The Upper Florentine Valley is a valley in the south of Tasmania, Australia, is an area recognised for its landscape and old growth forests. It is situated along the Gordon River Road near Maydena in the southwest of the island, roughly three hours drive from Hobart and comprises around 60 km2 of temperate rainforest and tall eucalypt forest. The Upper Florentine forms part of the Florentine catchment upstream (south) from Churchill Creek. Geographically it is an area of generally low relief valleys and flats. The area is a known habitat for threatened species of flora and fauna, including myrtle elbow orchid, grey goshawk, and spotted-tail quoll.

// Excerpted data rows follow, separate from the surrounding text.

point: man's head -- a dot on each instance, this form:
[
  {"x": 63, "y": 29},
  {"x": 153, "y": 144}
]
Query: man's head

In 2009, the Upper Florentine received attention in the media for a series of arrests made by Tasmanian Police of protesters taking part in various pro-conservationist rallies.

== Management controversy ==

The valley was managed by Forestry Tasmania on behalf of the Tasmanian Government and featured in the ongoing political debate on deforestation and the logging of old-growth forests of Australia. While Forestry Tasmania asserted that only ten percent of the Upper Florentine catchment is available for sustainable timber production, environmental groups argued that protected areas consist of shrubs and trees that are of little use to the timber industry, whereas old growth and high conservation value forests have been specifically targeted for timber harvest.

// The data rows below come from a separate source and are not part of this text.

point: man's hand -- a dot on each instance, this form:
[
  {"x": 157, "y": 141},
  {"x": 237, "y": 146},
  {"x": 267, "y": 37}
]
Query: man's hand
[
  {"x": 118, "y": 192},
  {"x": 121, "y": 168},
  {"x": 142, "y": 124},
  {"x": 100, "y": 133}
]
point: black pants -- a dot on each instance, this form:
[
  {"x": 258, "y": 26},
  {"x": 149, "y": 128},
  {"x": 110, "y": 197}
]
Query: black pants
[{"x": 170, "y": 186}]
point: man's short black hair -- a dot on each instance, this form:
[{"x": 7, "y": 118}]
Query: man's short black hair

=== Reaction to logging operations ===
Ongoing logging operations in this area have prompted pro-conservationist groups such as the Derwent Forest Alliance and The Wilderness Society (Australia) to set up a permanent blockade in the area known as Camp Florentine as early as 2006.

In 2011, community activism and environmental civil disobedience were continuing in the Upper Florentine with over 80 arrests being carried out in the area in 2010. Protesters utilised obstructionist techniques, such as blockading structures attached to tree sits to stand in the way of logging operations and prevent forest harvester equipment from moving into the valley. The conservationist camp was occupied by environmental campaigners, including the organisation Still Wild Still Threatened. In 2013, the Upper Florentine was protected from logging when the area was added to the Tasmanian Wilderness World Heritage Area.